Beware the CBD Gummies Scams! Fake Celebrity Ads and Subscription Traps

CBD gummies have exploded in popularity thanks to claims they deliver the anxiety-easing, pain-relieving effects of cannabis without the high. But unscrupulous companies are cashing in with shady free trial offers and false advertisements galore.

Lured in by promises of feeling more relaxed, focused, and calm, countless consumers looking for CBD’s benefits have fallen into traps leaving them with overdraft fees instead. It’s time to expose the massive CBD gummy scam industry hiding behind fake news and celebrity sites.

Overview of CBD Gummy Scams Exploiting Wellness Trends

CBD gummy scammers follow a predictable formula: plaster the internet with “miracle” effects for pain, anxiety, sleep; make up testimonials; use doctored videos of celebrities endorsing; and enroll customers in expensive monthly subscriptions without consent.

Their CBD gummies likely contain little to no actual CBD. But their billing practices contain lots of sneaky credit card charges.
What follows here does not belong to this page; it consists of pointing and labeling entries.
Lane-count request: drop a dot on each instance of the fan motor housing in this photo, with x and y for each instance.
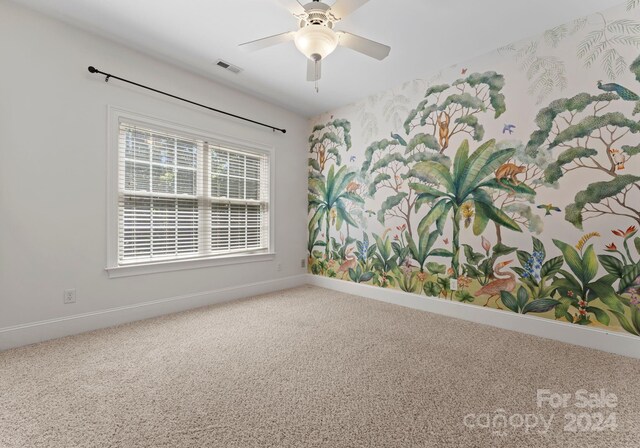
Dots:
(316, 13)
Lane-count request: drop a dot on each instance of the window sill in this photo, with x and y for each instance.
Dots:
(179, 265)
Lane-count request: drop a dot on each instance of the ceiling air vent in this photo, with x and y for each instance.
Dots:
(230, 67)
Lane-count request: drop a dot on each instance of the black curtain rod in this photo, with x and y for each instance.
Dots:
(92, 69)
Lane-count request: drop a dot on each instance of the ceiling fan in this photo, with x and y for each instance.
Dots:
(316, 38)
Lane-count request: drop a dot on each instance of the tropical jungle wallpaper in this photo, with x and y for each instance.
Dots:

Don’t get duped by CBD scammers’ slick schemes to cash in on this unregulated industry.

Why Scammers Love CBD

As CBD exploded based on initial evidence of health benefits, a Wild West marketplace emerged. With limited regulations, making and selling CBD became easy. And desperate customers provide easy marks.

Scammers can say anything about their CBD gummies without repercussion. Claiming gummies will cure every health problem under the sun leads the vulnerable and gullible to buy in droves. Even subtracting refunds and returns, massive profits flow to these CBD con artists.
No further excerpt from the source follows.